This essay is an updated chapter from Luis Buenaventura’s Reinventing Remittances with Bitcoin, available for free in e-book and print form now.

If you’re just joining the Bitcoin train, it’s probably hard to imagine what the world of early 2014 was like. The largest Bitcoin exchange at the time, Mt. Gox, had just imploded and about $450 mln in customer funds had gone missing.

The market reaction to this catastrophic failure was both immediate and prolonged: Bitcoin price would tumble down a series of cliffs from a $1200 peak to a $180 floor over the next 12 months, shaking all but the hardiest of investors.

Using Bitcoin as a mode of transmission rather than a store of value

Preventing such a precipitous loss of value was one of the primary goals of Bitreserve, the startup launched by Halsey Minor in late 2013. Unlike most of the community, the founder of CNET wanted to emphasize Bitcoin’s use as a mode of transmission rather than a store of value, which immediately put him at philosophical odds with purists and crypto-anarchists.

Bitreserve’s product strategy was to mimic the function of a Bitcoin wallet, while actually storing your coins’ value in your preferred fiat currency. Sending Bitcoin to a Bitreserve wallet would instantly peg it against, say, the US Dollar price at the time of transmission.

If the USD price for Bitcoin was $1,100 and you deposited 1 BTC, your Bitreserve account balance would read “$1,100” in perpetuity. When you wanted to spend some of those Bitcoins, Bitreserve would look up the USD-BTC price at that moment, and dynamically convert your dollars to Bitcoins as needed.

This meant that you avoided losses if the Bitcoin price happened to fall, but the converse was also true. When the price started to rise — as during the bull markets of late 2016 and these recent weeks — your money would be left behind, languishing in its fiat prison.

Bitreserve raised close to $10 mln before going through a major revamp in mid-2015. Anthony Watson, the former CIO of Nike, took over the CEO position, and rechristened the company “Uphold.com.” It maintained the original vision of Bitreserve but did so with greater reach and a brighter color palette.

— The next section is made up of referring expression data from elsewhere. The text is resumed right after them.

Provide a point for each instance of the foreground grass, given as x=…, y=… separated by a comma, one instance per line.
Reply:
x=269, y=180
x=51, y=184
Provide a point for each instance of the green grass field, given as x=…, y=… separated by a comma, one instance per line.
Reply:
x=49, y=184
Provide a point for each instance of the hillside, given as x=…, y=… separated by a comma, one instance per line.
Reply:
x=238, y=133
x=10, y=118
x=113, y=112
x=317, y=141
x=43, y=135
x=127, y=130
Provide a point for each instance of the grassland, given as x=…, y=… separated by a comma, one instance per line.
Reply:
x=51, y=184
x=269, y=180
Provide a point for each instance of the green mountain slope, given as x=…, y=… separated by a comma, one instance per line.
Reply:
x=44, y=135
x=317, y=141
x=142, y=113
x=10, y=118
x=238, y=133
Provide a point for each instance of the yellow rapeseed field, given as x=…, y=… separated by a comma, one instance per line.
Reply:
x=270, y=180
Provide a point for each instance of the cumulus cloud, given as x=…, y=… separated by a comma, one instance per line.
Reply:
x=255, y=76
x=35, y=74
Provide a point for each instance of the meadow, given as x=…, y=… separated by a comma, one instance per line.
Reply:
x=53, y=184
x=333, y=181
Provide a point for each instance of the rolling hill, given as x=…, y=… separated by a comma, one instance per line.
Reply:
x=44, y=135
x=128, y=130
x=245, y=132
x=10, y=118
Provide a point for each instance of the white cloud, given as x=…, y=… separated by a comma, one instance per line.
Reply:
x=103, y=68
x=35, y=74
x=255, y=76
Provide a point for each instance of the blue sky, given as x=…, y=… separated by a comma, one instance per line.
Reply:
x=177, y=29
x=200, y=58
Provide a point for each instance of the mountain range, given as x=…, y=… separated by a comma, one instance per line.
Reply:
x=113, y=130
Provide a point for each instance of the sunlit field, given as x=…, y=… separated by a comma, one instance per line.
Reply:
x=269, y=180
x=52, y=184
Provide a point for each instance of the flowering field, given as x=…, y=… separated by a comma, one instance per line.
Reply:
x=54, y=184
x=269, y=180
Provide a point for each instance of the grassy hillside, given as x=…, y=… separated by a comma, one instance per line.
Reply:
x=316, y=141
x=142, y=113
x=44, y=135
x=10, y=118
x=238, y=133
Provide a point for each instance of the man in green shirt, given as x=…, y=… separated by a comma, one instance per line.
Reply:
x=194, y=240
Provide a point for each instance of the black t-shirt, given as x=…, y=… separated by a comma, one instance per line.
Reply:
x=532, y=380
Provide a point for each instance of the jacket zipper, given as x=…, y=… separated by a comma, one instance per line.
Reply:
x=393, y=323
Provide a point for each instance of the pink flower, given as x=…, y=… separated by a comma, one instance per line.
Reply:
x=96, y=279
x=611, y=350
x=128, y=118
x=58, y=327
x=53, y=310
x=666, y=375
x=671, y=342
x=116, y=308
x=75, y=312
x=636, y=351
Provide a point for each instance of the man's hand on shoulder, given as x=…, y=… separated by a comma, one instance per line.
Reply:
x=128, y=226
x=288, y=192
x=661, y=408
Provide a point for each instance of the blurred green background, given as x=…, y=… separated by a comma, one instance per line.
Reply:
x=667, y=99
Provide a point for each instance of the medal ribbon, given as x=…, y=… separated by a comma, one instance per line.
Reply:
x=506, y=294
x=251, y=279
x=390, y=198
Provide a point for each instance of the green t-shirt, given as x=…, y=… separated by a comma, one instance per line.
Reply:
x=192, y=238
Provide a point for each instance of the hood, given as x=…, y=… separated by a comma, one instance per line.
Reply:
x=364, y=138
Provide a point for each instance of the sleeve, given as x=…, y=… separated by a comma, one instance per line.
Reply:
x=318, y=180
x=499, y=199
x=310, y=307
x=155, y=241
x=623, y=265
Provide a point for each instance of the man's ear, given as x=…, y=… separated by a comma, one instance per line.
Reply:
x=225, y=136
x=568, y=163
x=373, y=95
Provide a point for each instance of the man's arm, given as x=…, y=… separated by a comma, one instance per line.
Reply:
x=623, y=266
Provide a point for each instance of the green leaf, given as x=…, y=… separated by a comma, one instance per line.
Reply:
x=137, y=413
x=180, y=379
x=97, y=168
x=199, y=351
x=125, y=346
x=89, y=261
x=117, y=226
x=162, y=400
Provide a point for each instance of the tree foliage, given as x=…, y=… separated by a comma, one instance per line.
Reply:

Importantly, they launched the Uphold Connect API, which allowed startups to build their own third-party financial products on top of their expanding network. Uphold was now essentially a wallet-as-a-service platform, allowing young entrepreneurs to build verticals without making large investments in the underlying infrastructure.

Two of those entrepreneurs were Antonio Garcia and Ruben Galindo Steckel, the founders of AirTM. “A year ago, [these] two young guys from Mexico City interned at Uphold’s San Francisco office,” writes Tim Parsa, Uphold’s head of Global Strategy and Markets, on the company blog. “A few months later they presented an idea for an app built on top of Uphold’s open API.”

“Human ATM” and pegged currency balances

AirTM combines two interesting ideas: Abra’s “human ATM” concept and Uphold’s pegged currency balances. It currently enables the flow of funds and exchange of currencies in some 62 countries, including Mexico, Argentina, Venezuela, the US and China. Co-Founder Ruben Galindo Steckel explains that their focus is in helping people in “harsh currency regimes” who are in need of basic financial services.

AirTM works by first connecting its customers with local “cashiers” in their country who can accept their cash deposits. Once the customer hands over their cash, the cashier will then send an equivalent amount of BTC to that customer’s balance on AirTM/Uphold.

Once “in the cloud,” the customer can manage their funds as they see fit. This strategy allows AirTM’s users to maintain their money in any currency they desired, which in the case of Argentina and Venezuela, usually means anything other than their own.

Having cashiers that are based in one or more of their supported countries allows AirTM to essentially facilitate self-service remittances. As long as the sending customer has money in the cloud, they can forward it to any beneficiary anywhere in the world. That beneficiary will then coordinate with their own local community of cashiers to receive funds in their desired currency.

One of the biggest surprises about AirTM is the average size of their transactions. According to Co-Founder Galindo Steckel, it’s just $36.

The global average remittance size is much higher, close to $200. The fact that AirTM’s average is small seems to indicate that they’ve found a way to sustainably facilitate micro-remittances via Bitcoin. That segment that has proven to be largely unreachable for traditional remittance providers like Western Union, whose $4 flat fees force customers to wait and batch their transactions instead of sending them as needed.

When asked what other services AirTM had in store for its users, Galindo Steckel lists “debit cards, microloans and a mobile app” as near-term improvements that the team was already hard at work on.